Thursday, December 22, 2011

Bah, humbug!

Christmas used to be one of my favorite times of the year.  I still remember Christmases at home when I was small.  We  had a tree loaded with time-honored ornaments, many of them home-made.   When I was about six, my sister, Thelma, brought a small blue and white owl to hang on the tree.  I still have it with a note added by my mother after  Thelma's death,  noting the date and place.  It hung on our family Christmas tree for almost seventy-five years until  I moved to Lakeport and and quit putting up Christmas trees. We always had the same candy and nuts, which mother divided into separate bags, so we each had our own stash for the holidays.  There were mint pillows and hard candies and nougat cremes and Brazil nuts, filberts and walnuts.  I don't remember baking frenzies or big dinners, although I think Mother made Scotch shortbread for my father and we always had big batches of homemade fudge.  I was also about  six when I learned the truth about Santa Claus. He arrived with a doll that I had my heart set on that cried "Mama!" when you tipped her over and in the excitement I forgot everything else.  Later, I went into the kitchen to get a drink of water and saw Thelma and realized that she had missed seeing Santa Claus!  I was so overcome by remorse that I had forgotten to call her that they had to tell me the real truth.....Thelma was Santa Claus.

When my own kids were small, Christmas was a BIG DEAL.  I loved the warmth and coziness of it.  Lights everywhere, candles and glitters and sparkles.  Fires in the fireplaces, huge trees loaded with ornaments and lights, the smell of cookies baking and roasts browning and glögg warming on the stove.  The avalanche of Christmas cards from old friends and family members not often in contact.  The beautiful Christmas wrapping papers and exciting packages piled under the tree.  The runs to Mac's drugstore for last-minute items. The sumptuous holiday meals.  When we were a young family just starting out and money was scarce, I used to collect grocery-store coupons. (Still do!) This money I saved all year in a special envelope and at Christmas-time we had Maine lobsters for dinner.

Now-a-days the sparkle of Christmas has faded for me.  I am not a religious person, so that aspect was never a factor in this holiday.  Rather it was the feeling of fellowship and peace and goodwill that  surrounded the season.  Joy.  The beautiful music.  The ancient traditions and customs and superstitions that gave it such a special aura.  Today it seems to have resolved into one giant shopping spree where people spend money they don't have on merchandise nobody really needs.  Our newspapers have  morphed into Macy ads with snippets of news tucked along the borders.  I think if Macy suddenly pulled all its ads, the front section of the SF Chronicle would be reduced to three pages.
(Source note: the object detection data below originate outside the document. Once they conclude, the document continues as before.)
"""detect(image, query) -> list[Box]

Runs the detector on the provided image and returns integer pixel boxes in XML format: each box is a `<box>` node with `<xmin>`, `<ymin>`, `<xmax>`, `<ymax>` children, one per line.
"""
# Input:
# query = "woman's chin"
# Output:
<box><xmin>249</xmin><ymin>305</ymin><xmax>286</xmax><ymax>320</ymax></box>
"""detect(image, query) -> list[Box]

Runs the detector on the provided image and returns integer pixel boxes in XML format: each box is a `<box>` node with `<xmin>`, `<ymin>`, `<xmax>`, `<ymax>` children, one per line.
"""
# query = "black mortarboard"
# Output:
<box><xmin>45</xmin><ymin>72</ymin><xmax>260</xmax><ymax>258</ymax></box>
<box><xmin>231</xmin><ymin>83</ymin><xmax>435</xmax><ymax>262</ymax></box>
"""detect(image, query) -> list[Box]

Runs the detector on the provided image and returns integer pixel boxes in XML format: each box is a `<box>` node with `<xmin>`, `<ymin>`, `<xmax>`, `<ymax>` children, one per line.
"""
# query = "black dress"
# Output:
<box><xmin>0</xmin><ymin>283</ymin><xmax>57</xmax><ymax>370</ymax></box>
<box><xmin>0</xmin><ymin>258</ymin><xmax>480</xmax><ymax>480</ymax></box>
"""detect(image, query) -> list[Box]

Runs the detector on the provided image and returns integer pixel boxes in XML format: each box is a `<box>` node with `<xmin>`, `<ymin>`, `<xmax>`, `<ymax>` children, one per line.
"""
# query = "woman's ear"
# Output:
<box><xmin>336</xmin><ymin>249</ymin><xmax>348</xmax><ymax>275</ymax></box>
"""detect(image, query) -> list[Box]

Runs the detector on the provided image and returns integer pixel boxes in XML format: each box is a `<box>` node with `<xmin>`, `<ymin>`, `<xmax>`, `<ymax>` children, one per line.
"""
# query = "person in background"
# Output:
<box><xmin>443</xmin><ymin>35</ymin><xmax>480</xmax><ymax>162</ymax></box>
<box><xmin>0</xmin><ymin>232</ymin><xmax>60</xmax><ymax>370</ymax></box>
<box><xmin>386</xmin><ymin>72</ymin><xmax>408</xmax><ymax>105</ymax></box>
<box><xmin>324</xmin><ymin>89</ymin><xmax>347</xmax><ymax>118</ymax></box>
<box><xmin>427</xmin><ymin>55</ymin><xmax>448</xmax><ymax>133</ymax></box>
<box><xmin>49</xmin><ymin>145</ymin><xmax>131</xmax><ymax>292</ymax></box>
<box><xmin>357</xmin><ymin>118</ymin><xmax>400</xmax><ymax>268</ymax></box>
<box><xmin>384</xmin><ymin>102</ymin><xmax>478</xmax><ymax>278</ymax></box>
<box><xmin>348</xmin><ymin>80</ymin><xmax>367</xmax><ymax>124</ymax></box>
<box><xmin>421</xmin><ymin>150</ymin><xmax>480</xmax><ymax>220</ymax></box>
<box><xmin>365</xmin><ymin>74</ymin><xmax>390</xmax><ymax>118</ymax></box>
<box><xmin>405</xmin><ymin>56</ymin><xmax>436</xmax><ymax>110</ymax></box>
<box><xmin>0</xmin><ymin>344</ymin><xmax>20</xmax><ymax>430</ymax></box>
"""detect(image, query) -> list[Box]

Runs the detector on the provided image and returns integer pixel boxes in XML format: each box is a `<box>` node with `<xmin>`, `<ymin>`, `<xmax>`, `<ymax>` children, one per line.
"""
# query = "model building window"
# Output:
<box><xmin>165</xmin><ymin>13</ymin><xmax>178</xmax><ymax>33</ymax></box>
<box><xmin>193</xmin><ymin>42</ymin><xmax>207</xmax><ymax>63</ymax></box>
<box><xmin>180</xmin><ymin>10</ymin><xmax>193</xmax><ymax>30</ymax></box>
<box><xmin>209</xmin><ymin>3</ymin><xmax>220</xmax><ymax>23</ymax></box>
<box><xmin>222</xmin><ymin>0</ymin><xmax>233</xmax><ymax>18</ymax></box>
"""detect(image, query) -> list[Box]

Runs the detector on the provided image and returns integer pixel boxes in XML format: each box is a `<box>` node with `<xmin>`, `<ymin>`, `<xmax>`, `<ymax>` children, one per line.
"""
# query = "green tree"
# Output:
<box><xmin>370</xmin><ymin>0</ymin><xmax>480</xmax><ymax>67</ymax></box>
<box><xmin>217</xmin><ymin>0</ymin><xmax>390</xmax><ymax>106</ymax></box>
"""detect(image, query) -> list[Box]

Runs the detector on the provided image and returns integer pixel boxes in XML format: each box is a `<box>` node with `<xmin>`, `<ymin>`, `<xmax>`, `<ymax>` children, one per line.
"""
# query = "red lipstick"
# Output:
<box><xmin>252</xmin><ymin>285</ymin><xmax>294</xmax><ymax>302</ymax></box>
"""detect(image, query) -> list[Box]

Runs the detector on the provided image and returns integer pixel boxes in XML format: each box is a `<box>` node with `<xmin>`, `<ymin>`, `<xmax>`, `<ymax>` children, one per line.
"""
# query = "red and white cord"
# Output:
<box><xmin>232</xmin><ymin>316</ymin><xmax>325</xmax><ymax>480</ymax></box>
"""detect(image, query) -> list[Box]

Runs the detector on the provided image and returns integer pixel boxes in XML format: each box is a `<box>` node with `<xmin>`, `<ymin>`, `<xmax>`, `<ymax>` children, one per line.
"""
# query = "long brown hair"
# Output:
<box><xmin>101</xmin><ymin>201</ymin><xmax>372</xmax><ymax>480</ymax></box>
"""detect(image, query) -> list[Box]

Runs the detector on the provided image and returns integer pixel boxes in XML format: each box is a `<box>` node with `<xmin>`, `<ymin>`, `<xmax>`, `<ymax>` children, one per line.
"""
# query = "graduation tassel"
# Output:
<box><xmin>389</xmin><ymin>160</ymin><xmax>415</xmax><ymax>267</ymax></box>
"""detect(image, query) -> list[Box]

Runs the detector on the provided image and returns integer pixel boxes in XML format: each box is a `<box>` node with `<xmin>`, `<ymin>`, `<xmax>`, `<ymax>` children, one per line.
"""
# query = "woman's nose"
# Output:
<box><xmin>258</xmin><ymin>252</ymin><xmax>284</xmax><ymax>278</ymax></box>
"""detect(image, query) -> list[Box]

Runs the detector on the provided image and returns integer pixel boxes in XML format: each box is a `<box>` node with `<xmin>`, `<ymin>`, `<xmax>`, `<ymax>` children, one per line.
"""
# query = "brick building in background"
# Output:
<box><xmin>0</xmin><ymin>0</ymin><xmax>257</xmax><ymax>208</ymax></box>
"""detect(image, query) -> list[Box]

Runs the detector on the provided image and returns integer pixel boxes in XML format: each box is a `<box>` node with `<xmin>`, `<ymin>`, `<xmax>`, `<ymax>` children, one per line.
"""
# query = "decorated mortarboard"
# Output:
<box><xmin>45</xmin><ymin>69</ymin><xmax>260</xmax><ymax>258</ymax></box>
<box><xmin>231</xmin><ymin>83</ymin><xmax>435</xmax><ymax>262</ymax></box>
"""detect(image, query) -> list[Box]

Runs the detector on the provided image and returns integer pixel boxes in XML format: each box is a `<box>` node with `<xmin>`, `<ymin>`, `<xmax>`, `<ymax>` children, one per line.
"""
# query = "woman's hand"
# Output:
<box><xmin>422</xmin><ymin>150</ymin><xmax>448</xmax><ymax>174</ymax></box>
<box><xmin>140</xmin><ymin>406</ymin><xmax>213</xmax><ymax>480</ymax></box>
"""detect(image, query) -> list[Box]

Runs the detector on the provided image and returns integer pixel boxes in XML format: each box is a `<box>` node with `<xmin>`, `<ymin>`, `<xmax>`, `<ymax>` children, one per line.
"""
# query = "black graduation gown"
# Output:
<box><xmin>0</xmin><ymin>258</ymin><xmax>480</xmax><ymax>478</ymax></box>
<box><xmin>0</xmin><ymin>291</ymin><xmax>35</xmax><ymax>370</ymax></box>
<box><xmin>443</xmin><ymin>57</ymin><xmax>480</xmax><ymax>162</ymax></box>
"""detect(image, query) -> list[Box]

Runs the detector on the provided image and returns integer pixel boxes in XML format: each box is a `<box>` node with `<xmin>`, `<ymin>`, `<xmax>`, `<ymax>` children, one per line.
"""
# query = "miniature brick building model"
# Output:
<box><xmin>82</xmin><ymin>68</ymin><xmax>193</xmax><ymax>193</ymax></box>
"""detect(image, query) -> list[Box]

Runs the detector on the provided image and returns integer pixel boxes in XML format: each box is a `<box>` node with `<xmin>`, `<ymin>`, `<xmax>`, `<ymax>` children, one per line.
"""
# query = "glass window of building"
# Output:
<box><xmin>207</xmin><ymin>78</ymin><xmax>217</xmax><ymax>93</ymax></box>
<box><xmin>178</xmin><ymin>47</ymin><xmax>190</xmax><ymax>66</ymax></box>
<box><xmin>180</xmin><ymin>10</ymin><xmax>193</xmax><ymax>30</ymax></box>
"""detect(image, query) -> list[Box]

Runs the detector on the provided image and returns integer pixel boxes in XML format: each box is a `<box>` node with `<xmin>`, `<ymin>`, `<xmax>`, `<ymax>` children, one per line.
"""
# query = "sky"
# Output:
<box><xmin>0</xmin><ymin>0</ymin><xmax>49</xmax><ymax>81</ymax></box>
The stock market rises and falls on the forecasts of how much the public is going to blow on Christmas this year.  Catalogs for Christmas cards begin arriving in August.  Christmas decorations are now in place  before the Halloween merchandise hits the shelves.  Buy! Buy! Consume! Consume!  Where is the humble Christmas story in all this?

Whatever the cause, the magic has gone out of Christmas for me.  Maybe it's because the children are gone, grown into men and women no longer wide-eyed with wonder and excitement at the holiday preparations. Maybe it's the endless, soulless commercialism, maybe it's the cynicism  that pervades so much of our society.  Maybe it's because I am growing old and grouchy.  Annie Rooney rides again!  Please don't let this sour diatribe put a pall on your celebrations.  As I have so often said, this blog is how I let off steam and I write it strictly for me.  No one else need read it.

May your Christmas be merry and bright and may the bills that arrive in January be within your budget!